The downstream effects of the work of people like me took years to evolve, and when it did, I was no longer in the room. Users who had intended to spend ten minutes a day on the platform were spending three hours. Teenagers were losing sleep. Parents were finding their children unreachable, not because of rebellion but because of a tool designed to be more interesting than anything a parent could offer.
The engagement metrics were spectacular, and every arrow pointed upward, and inside the fishbowl of growth-stage technology, upward metrics mean you are winning.
For parents, you are the custodian of your child's cognitive development in an environment saturated with technologies designed by people who do not know your child and do not care about them beyond engagement metrics. You cannot protect them from the river. But you can create dams of your own. Mandatory offline time. Spaces for boredom. Conversations that move slowly enough for real thought. Teach them how to build their own.
The government can set some guardrails. The market can reward efficiency. But only people who understand these systems from the inside, who know not just what they do but why they do it, what assumptions underlie them, what could go wrong in ways that are not obvious from the outside, can tend to them with the granular, continuous attention that keeps the dams in place. Anthropic, the company that brought us Claude Code was founded on this premise.
AI is generous.

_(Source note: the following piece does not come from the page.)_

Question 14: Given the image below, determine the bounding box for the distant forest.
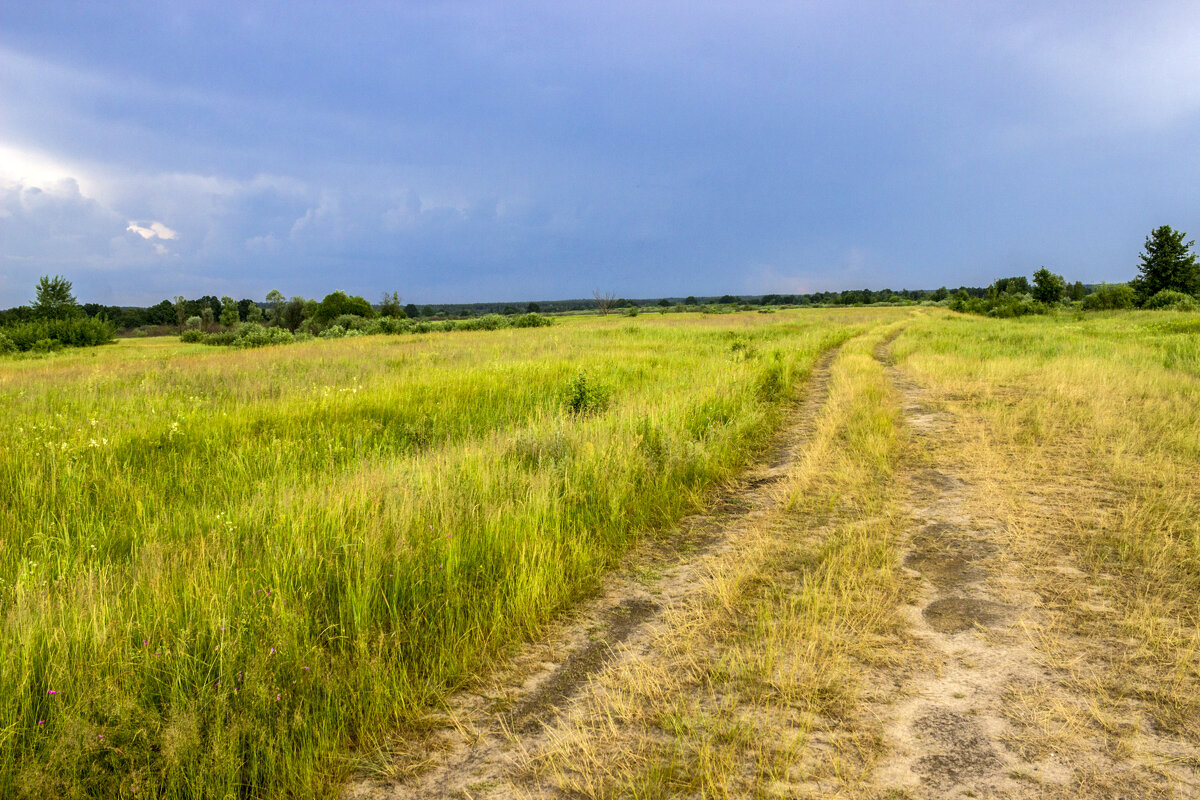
[0,287,990,332]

Not sentimentally; it does not care about you, not directly. But it is generous in the way rain is generous: It falls without discrimination, on everything and everyone. And this indiscriminate generosity has a strange property in that it can make things grow and it can make banks overflow and it can cultivate and flood and nourish and destroy. It holds both capacities, and what it brings depends not just on the severity of the storm but what you did to prepare for it.
Carelessness is amplified. So too is thoughtfulness.
The priesthood, the attentional ecology, the dams, the practice of asking “should I?” before “can I?”, all of it comes down to this: The tool does not choose. You choose. And the quality of your choices is the only thing that separates building from flooding, just as it always has. Much has changed, but that raw and terrifying truth remains.
Tend the dam. Maintain it. Ask how it could be better, and act on the answer. Choose to take responsibility for what’s to come, and encourage others with understanding to do the same.
The ecosystem downstream depends on it.